Biologists Document Rich Plant Life of Guyana to Aid Conservation

Hillary Mayell
for National Geographic News
May 8, 2001
"It's 18th-century biology in the 21st century," laughed H. David Clarke
as he prepared to leave for a plant collection trip deep in the interior
of Guyana.

Perched on the northern edge of the Brazilian Amazon, Guyana—the "land of many rivers"—is a hothouse of tropical biodiversity. Its interior is one of the last undisturbed rain forest habitats left in the world, harboring an incredibly diverse collection of plants and animals. The area is uninhabited except for scattered Amerindian (indigenous) tribes.

Guyana's natural wealth is threatened, however, by the country's massive debt, the modern-day plague of undeveloped and developing countries. Huge tracts of land are being granted to large-scale multinational corporations allowing them to extract timber, gold, and bauxite from the pristine environment.

"Very little is known about the biological resources in the region, and these decisions on allocations are not being made based on science," said Clarke, an assistant professor of biology at the University of North Carolina in Asheville. He has made numerous trips into the interior with support from the Smithsonian Institution, the National Geographic Society, and others.

"There are a lot of questions we can't really answer about plant distribution and dispersal, how climate change is affecting ecosystems, biogeographic patterns…you can't make conservation decisions without the biological data," Clarke said.

"Here Be Dragons"

Biologists and botanists are working to provide such information to decision-makers. Conducting the science, however, is not for the faint-hearted.

"Here [in North America], we can pretty much walk through the woods and conduct an inventory of the plant life and its distribution," said Clarke. "But in Guyana, the flora just doesn't obey the rules. Things can pop up anywhere. The plants you find in one area could be completely different from what you see just a few miles away.

"There are so many plants that have never been identified, or even seen before, that we have to collect specimens and examine them in the laboratory to get a correct identification," he explained.

Clarke collects plant samples mainly in areas that have never been surveyed—far from the riverbanks, in the mountains, and in seasonally flooded forests. The logistics of such expeditions are not that much different from those of the 18th century, said Clarke.

"Expeditions run on the basis of some very basic commodities. You have to carry everything you're going to need with you," he said. "If you run out of supplies, the expedition is over."

"Everything you need" includes tons of food, fuel, medical supplies, spools of fishing line, machetes for cutting trails through jungle, axe heads, ropes and spikes for climbing cliff faces and trees, kerosene, and equipment for preserving botanical samples. Supplies and equipment are hauled upriver in dugout canoes and carried into the forest.

Moving through uncharted territory is a major challenge. Waterways become narrower and shallower, blocked by fallen trees, logjams, and sandbars.

Travel on land can be even more complicated. "There are no trails, of course," said Clarke. "Moving around is a matter of hacking your way with a machete and stumbling, climbing, or sliding over whatever obstacles present themselves.

"Keeping track of where the heck you are is tough in the forest," he said. "There are no landmarks, it's hard to see very far, and whatever maps are available are about as reliable as those that say 'Here be dragons.' We climb trees several times a day to get a [global positioning system] reading and re-adjust the compass heading."

Canopy Climbing

Plant collection under such circumstances is slow and painstaking, done in battle with a multitude of what Clarke calls "creepy-crawly-stingy-bitey creatures," which include wasps, flesh-eating maggots, mosquitoes, snakes, and piranha, to name a few.

Before the plants reach the molecular labs of modern science, they're collected with hand clippers and preserved in newspaper.
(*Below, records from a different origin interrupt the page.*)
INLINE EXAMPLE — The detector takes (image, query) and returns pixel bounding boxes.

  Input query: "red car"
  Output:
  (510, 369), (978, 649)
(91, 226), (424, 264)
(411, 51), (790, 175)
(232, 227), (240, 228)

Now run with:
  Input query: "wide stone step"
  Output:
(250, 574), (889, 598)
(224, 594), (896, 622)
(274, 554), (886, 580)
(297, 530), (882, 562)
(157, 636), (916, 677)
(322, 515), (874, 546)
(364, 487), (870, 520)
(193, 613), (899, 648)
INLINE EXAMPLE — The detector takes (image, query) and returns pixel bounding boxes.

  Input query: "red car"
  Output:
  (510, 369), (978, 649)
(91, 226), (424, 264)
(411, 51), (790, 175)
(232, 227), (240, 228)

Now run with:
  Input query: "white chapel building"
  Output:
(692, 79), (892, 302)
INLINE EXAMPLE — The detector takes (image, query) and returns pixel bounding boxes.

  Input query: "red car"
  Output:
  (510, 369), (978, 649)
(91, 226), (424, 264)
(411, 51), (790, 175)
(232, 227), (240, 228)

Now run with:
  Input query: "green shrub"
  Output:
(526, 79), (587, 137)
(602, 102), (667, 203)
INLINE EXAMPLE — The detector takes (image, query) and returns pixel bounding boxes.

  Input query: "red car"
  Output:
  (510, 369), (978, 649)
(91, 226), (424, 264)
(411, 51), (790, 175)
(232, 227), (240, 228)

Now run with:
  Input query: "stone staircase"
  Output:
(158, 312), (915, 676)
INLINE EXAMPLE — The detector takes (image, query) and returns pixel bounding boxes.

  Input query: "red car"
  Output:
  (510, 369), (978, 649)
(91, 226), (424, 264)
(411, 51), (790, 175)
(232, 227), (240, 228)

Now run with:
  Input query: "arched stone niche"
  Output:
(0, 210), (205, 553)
Many are collected from the very top of the forest canopy, requiring iron spikes, extendable pole clippers, and a fair amount of nerve and tree-climbing skill to reach.

Although the collecting methods may be similar to those of explorers 200 years ago, the eventual results are high-tech. Information collected by Clarke and others is compiled in a database, adding to an extensive amount of information that has been collected over the past 20 years by the Biological Diversity of the Guianas program of the Smithsonian Institution.

Scientists use this information to generate computer models that can help address one of the major environmental challenges of the 21st century: how to balance conservation goals with those of national and international development.

While policymakers wrestle with the knotty issues of sustainable management, Clarke is attending to the last-minute plans for his upcoming trip—this time during rainy season.

"Normally the best season for plant collection is when the plants are flowering or fruiting. Sometimes it's the only way you can identify them," he said. "But during rainy season you'll find different things."